La majorité présidentielle échange avec des observateurs

Les observateurs internationaux des élections présidentielle et législatives ont rencontré la majorité présidentielle, dans l’après-midi du mardi 24 novembre 2020, à Ouagadougou, à la suite des derniers rebondissements dans le processus électoral.

Après l’opposition politique (CFOP), les observateurs internationaux des élections présidentielle et législatives du 22 novembre dernier (Nations unies, Union européenne, Union africaine, Organisation internationale de la francophonie et CEDEAO), ont échangé avec la majorité présidentielle (APMP), le mardi 24 novembre 2020, à Ouagadougou. A l’issue d’un huis-clos de 45 mn, les observateurs ont refusé à leur sortie de faire une toute déclaration à la presse.
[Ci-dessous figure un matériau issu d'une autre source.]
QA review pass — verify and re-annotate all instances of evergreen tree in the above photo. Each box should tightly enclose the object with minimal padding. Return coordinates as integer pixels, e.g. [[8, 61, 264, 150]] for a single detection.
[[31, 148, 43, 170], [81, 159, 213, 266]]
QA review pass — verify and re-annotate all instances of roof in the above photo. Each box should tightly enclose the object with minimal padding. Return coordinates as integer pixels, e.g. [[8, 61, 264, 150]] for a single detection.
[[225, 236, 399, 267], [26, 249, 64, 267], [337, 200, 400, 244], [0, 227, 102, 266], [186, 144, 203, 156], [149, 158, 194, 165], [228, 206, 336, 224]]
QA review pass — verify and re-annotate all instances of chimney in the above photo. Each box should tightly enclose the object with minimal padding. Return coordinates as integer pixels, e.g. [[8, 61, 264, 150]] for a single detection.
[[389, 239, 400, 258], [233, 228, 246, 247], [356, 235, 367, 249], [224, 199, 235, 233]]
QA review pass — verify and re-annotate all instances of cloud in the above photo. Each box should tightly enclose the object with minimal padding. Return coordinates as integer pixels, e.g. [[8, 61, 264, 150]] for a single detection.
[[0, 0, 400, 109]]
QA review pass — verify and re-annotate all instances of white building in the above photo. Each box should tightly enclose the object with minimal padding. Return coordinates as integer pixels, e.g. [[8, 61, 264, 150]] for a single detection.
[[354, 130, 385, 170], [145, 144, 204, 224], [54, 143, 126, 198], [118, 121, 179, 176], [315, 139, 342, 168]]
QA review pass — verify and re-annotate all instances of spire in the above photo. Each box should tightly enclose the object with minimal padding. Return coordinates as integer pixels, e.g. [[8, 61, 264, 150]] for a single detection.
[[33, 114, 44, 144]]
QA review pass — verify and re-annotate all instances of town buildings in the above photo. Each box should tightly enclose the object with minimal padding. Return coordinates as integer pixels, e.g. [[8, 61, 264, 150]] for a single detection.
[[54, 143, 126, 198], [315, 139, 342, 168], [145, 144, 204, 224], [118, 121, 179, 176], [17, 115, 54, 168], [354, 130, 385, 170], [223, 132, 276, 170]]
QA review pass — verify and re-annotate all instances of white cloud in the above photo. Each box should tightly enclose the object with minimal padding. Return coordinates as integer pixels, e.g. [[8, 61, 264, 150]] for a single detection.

Mais à entendre le représentant de la majorité présidentielle, Simon Compaoré, il s’est agi pour les observateurs d’avoir l’avis de l’APMP sur les derniers rebondissements du processus électoral.

« Nous avons pris, point par point, les différentes récriminations de l’opposition et nous leur avons donné notre lecture. Ils nous ont donné des conseils et émis des souhaits que nous n’avons pas eu de difficultés à prendre en compte », a-t-il dit. Il a poursuivi que les partis de la majorité sont disposés à continuer à discuter comme cela a été le cas depuis le dialogue politique engagé sous la houlette du président du Faso, Roch Marc Christian Kaboré. « S’il y a des difficultés, le Comité de suivi du dialogue politique nous permet de nous réunir à tout moment sur des questions d’ensemble, notamment liées au processus électoral. C’est d’ailleurs grâce à ce dialogue, que nous avons pu organiser ces élections, préparer le Code électoral et la participation des déplacés internes aux élections », a précisé M. Compaoré. Estimant que qui peut le plus, peut le moins, le représentant de l’APMP a fait savoir qu’un point des récriminations de l’opposition est déjà considérée comme résolu.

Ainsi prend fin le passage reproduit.